Music Essentials: Bob Dylan 'Highway 61 Revisited'
This album kicked open the doors to countless minds, including that of Bruce Springsteen.
Bruce Springsteen once described the opening note that starts off Highway 61 Revisited as “the snare shot that sounded like somebody’d kicked open the door to your mind.” While there is every possibility that the album Bob Dylan will be remembered for is Blood on the Tracks, I‘m placing my bets on this one. It certainly pushed folk music into the alley and prompted a hundred thousand or so acoustic college folkies to quit school, hire a drummer, find a bass player, and attempt to create meaningful lyrics in order to quick-start their rock careers. In short, this album changed a lot of things. This August marks 60 years after its release, and Highway 61 Revisited remains relevant musically, lyrically and sociologically.
The opening number, "Like A Rolling Stone" works on many levels; it was apparently written about a self-obsessed New York model. Brian Jones of the Rolling Stones felt strongly that the song had been written about him. But Dylan, being the trickster that he is, with the most self-deprecating sense of humor of any of our folk-blues-rockers, may even have been writing about himself; after all, Dylan is the ultimate loner with no direction home. This tune features Mike Bloomfield on guitar, one of the greatest white blues guitarists ever.

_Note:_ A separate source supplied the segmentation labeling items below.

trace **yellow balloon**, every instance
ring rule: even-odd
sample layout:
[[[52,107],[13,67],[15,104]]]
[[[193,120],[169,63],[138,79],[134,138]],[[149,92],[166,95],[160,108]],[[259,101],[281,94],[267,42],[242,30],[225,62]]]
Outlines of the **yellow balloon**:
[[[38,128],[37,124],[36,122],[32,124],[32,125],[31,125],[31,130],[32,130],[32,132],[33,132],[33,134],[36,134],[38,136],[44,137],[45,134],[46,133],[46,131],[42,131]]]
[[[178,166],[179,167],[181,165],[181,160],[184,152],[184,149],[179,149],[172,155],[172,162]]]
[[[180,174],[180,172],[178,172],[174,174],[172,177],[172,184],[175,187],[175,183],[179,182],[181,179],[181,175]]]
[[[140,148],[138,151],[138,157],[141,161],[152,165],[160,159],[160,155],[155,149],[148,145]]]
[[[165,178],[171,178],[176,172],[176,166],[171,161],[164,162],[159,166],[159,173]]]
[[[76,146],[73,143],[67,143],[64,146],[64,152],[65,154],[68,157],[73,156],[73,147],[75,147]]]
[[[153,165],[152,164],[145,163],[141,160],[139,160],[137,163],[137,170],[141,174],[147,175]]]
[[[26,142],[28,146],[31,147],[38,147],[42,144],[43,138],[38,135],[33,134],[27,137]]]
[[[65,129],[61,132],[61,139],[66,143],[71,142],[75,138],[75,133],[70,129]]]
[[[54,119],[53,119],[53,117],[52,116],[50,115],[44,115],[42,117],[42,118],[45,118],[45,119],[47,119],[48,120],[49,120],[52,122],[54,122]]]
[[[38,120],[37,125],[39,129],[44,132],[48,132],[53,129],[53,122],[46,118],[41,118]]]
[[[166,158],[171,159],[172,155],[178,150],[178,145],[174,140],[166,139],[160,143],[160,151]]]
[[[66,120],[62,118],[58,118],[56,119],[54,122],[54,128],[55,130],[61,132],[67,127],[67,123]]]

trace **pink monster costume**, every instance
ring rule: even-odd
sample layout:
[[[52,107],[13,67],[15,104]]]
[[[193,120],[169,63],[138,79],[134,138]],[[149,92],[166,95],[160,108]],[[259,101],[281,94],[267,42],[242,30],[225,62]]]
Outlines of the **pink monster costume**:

The album contains no filler material, something which cannot be said for any other Dylan album. In fact, as Dylan himself commented:
I‘m not gonna be able to make a record better than that one… Highway 61 is just too good. There‘s a lot of stuff on that that I would listen to.
The title track refers to the highway that runs from Minnesota down to New Orleans, and the road was known at the time as The Blues Highway. At the junction of Highway 61 and Highway 49 was where Robert Johnson sold himself to the devil in exchange for his mastery of the blues guitar. The Biblical references, the droll lyrics, the larger-than-life characters, and the raucous beat are an amazing contrast to most of his earlier and his later work; Dylan achieved a unique combination of humor, outrage, and violence that collided in the making of this tune.
"It Takes A Lot To Laugh, It Takes A Train to Cry" was originally conceived by Dylan as "Phantom Engineer", and it doesn‘t take much imagination to see and hear that mystery train racing through the night alongside Highway 61. It‘s a great tune, with some of Dylan‘s easiest and most memorable singing. The lyric lines “I ride the mail train, baby, can’t buy a thrill” are the very lines that inspired Donald Fagen of Steely Dan in his naming of their first album, the classic Can’t Buy A Thrill.
"Just Like Tom Thumb‘s Blues" contain some of the strongest lyrics Dylan has ever written, particularly the closing lines “ I‘m going back to New York City, I do believe I‘ve had enough”. This is folk music turned on its ear.
The masterpiece that closes this album is of course "Desolation Row" and I recall hearing that Dylan claimed the song should be America‘s national anthem: there‘s been a longstanding rumor that the basis for this song is a Duluth lynching of several black circus workers that had occurred during Dylan‘s father‘s youth. The story is unconfirmed, but the lyrics closely parallel the mob hysteria that surrounded the event.
The brilliant acoustic guitar work of Charlie McCoy, closely-miked and played in a Spanish-sounding style, forms the hypnotic instrumentation of this song. At a running time of more than eleven minutes, this song set a standard for extended play that led to Dylan’s 7 minute “Stuck Inside of Mobile With The Memphis Blues Again'“, the 7 1/2 minutes of “Visions of Johanna”, and the 11 minutes of “Sad-Eyed Lady of the Lowlands” on his next album Blonde on Blonde.
Jackson Browne named Highway 61 Revisited as his favorite album of all time. I have to agree. Other than The Beatles' Rubber Soul, what other album from the Sixties still has the power to kick open the door to our minds?